- The paper introduces an adaptive optimization algorithm that reformulates Nesterov momentum to improve deep model training speed with minimal overhead.
- It achieves faster convergence and lower training epochs compared to AdamW and LAMB on tasks like image classification and NLP benchmarks.
- Empirical and ablation studies validate Adan’s robustness and efficiency across diverse deep learning architectures and large-batch settings.
Adan: Adaptive Nesterov Momentum Algorithm for Faster Optimizing Deep Models
Introduction
The paper discusses Adan, an adaptive optimization algorithm for training deep neural networks (DNNs) that reformulates the standard Nesterov momentum approach to improve optimization efficiency. By integrating Nesterov acceleration into adaptive gradient methods, Adan aims to enhance the convergence speed and robustness across various architectures and training conditions. It specifically targets optimization inefficiencies due to varying optimizer performance across different DNN architectures and the challenges posed by large-batch training.
Algorithm Overview
Adan modifies the traditional adaptive gradient update by employing a new Nesterov momentum estimation, which allows gradient estimation without additional computational overhead at extrapolation points. The algorithm computes the following update rules:
1
2
3
4
5
6
7
8
9
10
11
12
|
⟨ Initialization ⟩
theta_0, eta, beta_1, beta_2, beta_3
m_0 = g_0
n_0 = g_0^2
⟨ Main Iteration ⟩
while k < K:
g_k = compute_gradient(theta_k)
m_k = (1 - beta_1) * m_{k-1} + beta_1 * (g_k + (1 - beta_1) * (g_k - g_{k-1}))
v_k = (1 - beta_2) * v_{k-1} + beta_2 * (g_k - g_{k-1})
n_k = (1 - beta_3) * n_{k-1} + beta_3 * (g_k + (1 - beta_2) * (g_k - g_{k-1}))^2
theta_{k+1} = theta_k - eta * m_k / (sqrt(n_k) + epsilon) |
Theoretical Insights
Adan's complexity for finding an ϵ-approximate stationary point matches the known lower bounds for nonconvex optimization both under Lipschitz gradient and Lipschitz Hessian settings. The analysis shows that Adan can achieve faster convergence compared to existing algorithms such as Adam and AMSGrad, primarily due to its leveraging of Nesterov acceleration's "look ahead" property and dynamic regularization capabilities.
Adan is empirically validated across a variety of tasks, including image classification (CNNs, ViTs), NLP tasks (LSTMs, BERT), and reinforcement learning (PPO on MuJoCo). Adan consistently outperforms state-of-the-art optimizers on these tasks.
- Image Classification: Adan exhibits superior convergence speed, achieving comparable or improved accuracy with fewer training epochs compared to AdamW and LAMB.
- NLP Tasks: It demonstrates robust performance on GLUE benchmarks with BERT and maintains lower perplexity on sequence tasks with Transformer models.

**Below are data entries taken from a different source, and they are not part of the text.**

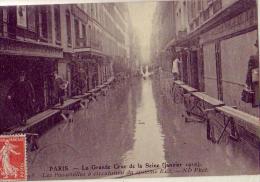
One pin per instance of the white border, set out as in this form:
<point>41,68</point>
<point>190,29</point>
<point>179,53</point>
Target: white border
<point>25,154</point>
<point>249,178</point>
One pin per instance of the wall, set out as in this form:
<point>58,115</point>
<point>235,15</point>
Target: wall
<point>234,68</point>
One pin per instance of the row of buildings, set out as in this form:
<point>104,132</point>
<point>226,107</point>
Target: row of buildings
<point>214,40</point>
<point>85,43</point>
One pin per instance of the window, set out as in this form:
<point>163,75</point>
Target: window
<point>31,18</point>
<point>43,22</point>
<point>76,22</point>
<point>57,23</point>
<point>84,34</point>
<point>1,21</point>
<point>68,24</point>
<point>21,15</point>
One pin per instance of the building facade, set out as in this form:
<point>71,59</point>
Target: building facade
<point>209,37</point>
<point>85,43</point>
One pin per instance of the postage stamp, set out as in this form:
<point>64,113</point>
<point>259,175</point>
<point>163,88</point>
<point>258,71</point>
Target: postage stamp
<point>13,158</point>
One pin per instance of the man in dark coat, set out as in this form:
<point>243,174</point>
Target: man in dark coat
<point>252,84</point>
<point>60,86</point>
<point>22,96</point>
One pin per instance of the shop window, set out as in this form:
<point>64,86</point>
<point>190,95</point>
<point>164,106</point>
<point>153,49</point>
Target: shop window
<point>11,22</point>
<point>76,22</point>
<point>57,23</point>
<point>43,23</point>
<point>21,15</point>
<point>84,34</point>
<point>1,22</point>
<point>31,14</point>
<point>68,24</point>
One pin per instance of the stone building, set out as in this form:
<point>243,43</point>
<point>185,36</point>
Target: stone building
<point>209,36</point>
<point>83,42</point>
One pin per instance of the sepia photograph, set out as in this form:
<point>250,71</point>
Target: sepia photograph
<point>134,89</point>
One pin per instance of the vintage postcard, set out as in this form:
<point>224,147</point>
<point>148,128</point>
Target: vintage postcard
<point>129,90</point>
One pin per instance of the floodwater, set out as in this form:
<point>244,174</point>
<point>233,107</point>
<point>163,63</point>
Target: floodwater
<point>135,131</point>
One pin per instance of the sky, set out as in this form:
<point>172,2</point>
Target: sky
<point>141,14</point>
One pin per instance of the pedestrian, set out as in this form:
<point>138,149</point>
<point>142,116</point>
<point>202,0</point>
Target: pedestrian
<point>252,78</point>
<point>22,96</point>
<point>175,68</point>
<point>60,86</point>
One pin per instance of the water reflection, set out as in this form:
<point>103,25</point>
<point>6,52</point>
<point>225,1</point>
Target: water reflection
<point>148,140</point>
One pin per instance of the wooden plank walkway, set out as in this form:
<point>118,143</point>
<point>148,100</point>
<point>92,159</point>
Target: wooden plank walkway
<point>250,122</point>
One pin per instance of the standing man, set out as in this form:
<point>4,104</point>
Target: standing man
<point>252,79</point>
<point>175,68</point>
<point>60,86</point>
<point>22,95</point>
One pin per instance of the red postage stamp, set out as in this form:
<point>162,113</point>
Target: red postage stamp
<point>13,158</point>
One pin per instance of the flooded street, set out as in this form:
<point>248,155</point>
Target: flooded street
<point>135,125</point>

- Reinforcement Learning: Adan enhances performance metrics when used in conjunction with PPO, indicating better stability and efficiency.
Ablation Studies
Ablation studies show that Adan is robust to variations in its hyperparameters (e.g., momentum coefficients), indicating the potential for minimal tuning effort in practical settings. The algorithm also maintains strong performance across different training settings and large-batch scenarios.

Figure 1: Training and test curves of various optimizers on ImageNet dataset. Training loss is larger due to its stronger data argumentation.
Figure 2: Comparison of PPO and our PPO-Adan on several RL games simulated by MuJoCo. Here PPO-Adan simply replaces the Adam optimizer in PPO with our Adan and does not change others.
Figure 3: Effects of momentum coefficients (β1,β2,β3) to top-1 accuracy (\%) of Adan on ViT-B under MAE training framework (800 pretraining and 100 fine-tuning epochs on ImageNet).
Conclusion
Adan's integration of Nesterov acceleration with adaptive gradient estimation offers a powerful optimization framework for deep learning models, capable of handling diverse architectures and large-batch regimes. Its theoretical soundness and empirical robustness make it a versatile optimizer that can alleviate the need to carefully select different algorithms for different models or conditions.